À quelle fréquence l’AMA rend-elle compte de la conformité des signataires?

Lors de sa réunion de mai 2009, le Conseil de fondation de l’AMA a approuvé le rapport final de conformité au Code 2003 en date du 31 décembre 2008.

À cette occasion, le Conseil de fondation a estimé que, compte tenu du temps limité écoulé depuis l’entrée en vigueur des amendements au Code et à plusieurs Standards internationaux le 1er janvier 2009, l’AMA devrait continuer de fournir un soutien aux signataires pouvant avoir encore besoin d’aide pour appliquer leurs règles antidopage en conformité avec le Code.

Par ailleurs, le Conseil de fondation a approuvé un plan de supervision de la conformité au Code aux termes duquel le prochain rapport officiel de conformité sera présenté en novembre 2011, afin de synchroniser ce processus avec la supervision par l’UNESCO de la Convention internationale contre le dopage dans le sport.
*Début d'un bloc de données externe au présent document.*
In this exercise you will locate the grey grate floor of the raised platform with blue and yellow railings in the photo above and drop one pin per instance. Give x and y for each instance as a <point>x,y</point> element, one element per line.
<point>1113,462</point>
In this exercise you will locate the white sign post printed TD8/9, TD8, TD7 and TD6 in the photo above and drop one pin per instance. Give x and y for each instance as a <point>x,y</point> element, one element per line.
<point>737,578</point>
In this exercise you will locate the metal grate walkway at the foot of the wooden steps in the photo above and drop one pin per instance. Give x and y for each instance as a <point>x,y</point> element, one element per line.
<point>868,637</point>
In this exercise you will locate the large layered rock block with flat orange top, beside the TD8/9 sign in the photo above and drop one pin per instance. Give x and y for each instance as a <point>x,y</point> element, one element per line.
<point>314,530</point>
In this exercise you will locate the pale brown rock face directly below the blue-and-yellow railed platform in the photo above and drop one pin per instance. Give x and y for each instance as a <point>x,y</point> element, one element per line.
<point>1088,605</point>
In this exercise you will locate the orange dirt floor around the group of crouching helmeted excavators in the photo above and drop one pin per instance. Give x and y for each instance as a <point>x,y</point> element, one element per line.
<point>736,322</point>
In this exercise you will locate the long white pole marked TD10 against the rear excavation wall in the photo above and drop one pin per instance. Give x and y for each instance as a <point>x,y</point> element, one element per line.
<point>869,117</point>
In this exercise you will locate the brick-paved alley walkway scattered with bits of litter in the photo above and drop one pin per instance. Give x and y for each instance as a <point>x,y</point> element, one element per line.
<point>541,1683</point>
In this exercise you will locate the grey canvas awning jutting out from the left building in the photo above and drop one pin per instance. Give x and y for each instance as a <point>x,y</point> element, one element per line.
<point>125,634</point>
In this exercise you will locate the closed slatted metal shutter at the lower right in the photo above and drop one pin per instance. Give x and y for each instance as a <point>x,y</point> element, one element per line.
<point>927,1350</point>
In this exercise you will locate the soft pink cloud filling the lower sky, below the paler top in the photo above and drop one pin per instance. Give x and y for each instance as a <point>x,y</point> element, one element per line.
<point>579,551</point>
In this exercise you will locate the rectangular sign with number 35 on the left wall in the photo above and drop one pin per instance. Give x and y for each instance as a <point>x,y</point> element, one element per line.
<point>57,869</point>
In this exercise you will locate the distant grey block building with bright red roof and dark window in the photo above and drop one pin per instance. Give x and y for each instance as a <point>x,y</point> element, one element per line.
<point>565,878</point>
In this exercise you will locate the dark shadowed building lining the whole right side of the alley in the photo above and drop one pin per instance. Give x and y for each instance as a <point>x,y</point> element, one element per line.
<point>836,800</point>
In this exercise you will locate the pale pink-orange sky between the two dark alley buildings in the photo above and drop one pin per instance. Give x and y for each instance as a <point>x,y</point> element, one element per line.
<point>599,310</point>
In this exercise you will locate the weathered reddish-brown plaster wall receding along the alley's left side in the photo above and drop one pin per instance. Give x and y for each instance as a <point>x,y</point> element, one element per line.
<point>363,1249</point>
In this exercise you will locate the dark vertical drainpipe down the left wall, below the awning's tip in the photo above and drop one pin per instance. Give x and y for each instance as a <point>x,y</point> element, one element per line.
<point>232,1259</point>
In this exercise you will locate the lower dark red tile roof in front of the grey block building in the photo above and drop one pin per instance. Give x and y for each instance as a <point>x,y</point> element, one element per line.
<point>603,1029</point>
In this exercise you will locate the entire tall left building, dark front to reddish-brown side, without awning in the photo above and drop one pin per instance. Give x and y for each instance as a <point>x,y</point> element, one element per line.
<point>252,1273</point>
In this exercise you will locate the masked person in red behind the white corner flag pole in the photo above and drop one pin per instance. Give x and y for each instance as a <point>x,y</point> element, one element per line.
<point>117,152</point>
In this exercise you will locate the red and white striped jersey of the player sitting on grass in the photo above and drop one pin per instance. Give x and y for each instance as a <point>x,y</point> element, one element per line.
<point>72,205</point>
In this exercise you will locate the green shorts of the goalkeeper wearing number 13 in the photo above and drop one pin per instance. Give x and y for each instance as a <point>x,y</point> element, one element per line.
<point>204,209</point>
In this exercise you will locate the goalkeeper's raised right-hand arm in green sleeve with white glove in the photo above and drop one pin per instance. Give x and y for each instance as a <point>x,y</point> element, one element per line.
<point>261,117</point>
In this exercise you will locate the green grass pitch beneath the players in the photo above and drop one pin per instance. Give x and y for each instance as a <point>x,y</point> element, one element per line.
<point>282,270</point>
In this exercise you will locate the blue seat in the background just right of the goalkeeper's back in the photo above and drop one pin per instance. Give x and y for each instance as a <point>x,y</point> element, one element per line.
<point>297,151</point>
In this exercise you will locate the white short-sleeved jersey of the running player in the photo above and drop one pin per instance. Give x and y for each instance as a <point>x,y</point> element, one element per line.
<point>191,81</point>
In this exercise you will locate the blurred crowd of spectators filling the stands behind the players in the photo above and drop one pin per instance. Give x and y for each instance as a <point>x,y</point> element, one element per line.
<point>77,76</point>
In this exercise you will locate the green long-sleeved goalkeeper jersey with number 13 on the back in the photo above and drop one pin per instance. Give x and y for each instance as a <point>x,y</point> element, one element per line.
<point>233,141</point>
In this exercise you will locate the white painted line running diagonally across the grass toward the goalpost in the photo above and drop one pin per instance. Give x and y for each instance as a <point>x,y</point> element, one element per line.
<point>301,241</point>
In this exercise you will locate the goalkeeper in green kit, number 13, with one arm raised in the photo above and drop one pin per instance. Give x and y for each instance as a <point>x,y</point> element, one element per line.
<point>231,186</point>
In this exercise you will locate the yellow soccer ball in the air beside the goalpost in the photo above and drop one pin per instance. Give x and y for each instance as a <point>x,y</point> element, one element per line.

L’UNESCO présentera en effet en 2011 son deuxième rapport de conformité des gouvernements ayant ratifié la Convention.

Entretemps, la direction de l’AMA continuera de présenter des rapports intermédiaires sur la conformité des signataires au Code à chaque réunion du Comité exécutif et du Conseil de fondation. Le Conseil de fondation examinera les situations de non-conformité évidente au cas par cas. Le Conseil de fondation a la possibilité de déclarer officiellement à tout moment un signataire comme étant non conforme au Code.

Quelles seraient les conséquences d’une déclaration officielle de non-conformité par le Conseil de fondation de l’AMA?

Le Code établit que les signataires (tels que le CIO, les FI, les organisateurs de grandes manifestations, etc.) ayant juridiction pour prendre des mesures en relation avec les OAD déclarées non conformes par le Conseil de fondation de l’AMA peuvent le faire. Par exemple, le CIO a amendé sa Charte olympique en 2003 de telle sorte que l’adoption et la mise en place du Code par le Mouvement olympique sont désormais obligatoires et que seuls les sports conformes au Code peuvent faire partie du programme olympique.

Les autres conséquences peuvent inclure l’impossibilité d’accueillir des manifestations, l’annulation de compétitions internationales et d’autres conséquences symboliques.

Conformément aux articles 13.5 et 23.5 du Code, l’imposition de telles conséquences, de même qu’une déclaration officielle de non-conformité, peuvent faire l’objet d’un appel au TAS par l’OAD concernée.

L’AMA peut-elle imposer des conséquences aux OAD déclarées non conformes?

L’AMA ne peut prendre que des mesures internes, telles que la perte de bureaux de l’AMA ou de sièges au sein des comités de l’Agence.

En outre, le Standard international révisé pour les laboratoires (article 4.4), entré en vigueur le 1er janvier 2009, établit que « Pour que le laboratoire maintienne son statut d’accréditation, l’ONAD et/ou le comité national olympique doivent être déclarés conformes au Code (tel que déterminé par l’AMA) et le pays hôte du laboratoire doit avoir ratifié la Convention de l’UNESCO contre le dopage dans le sport. »

L’imposition de telles conséquences peut faire l’objet d’un appel au TAS par l’OAD concernée.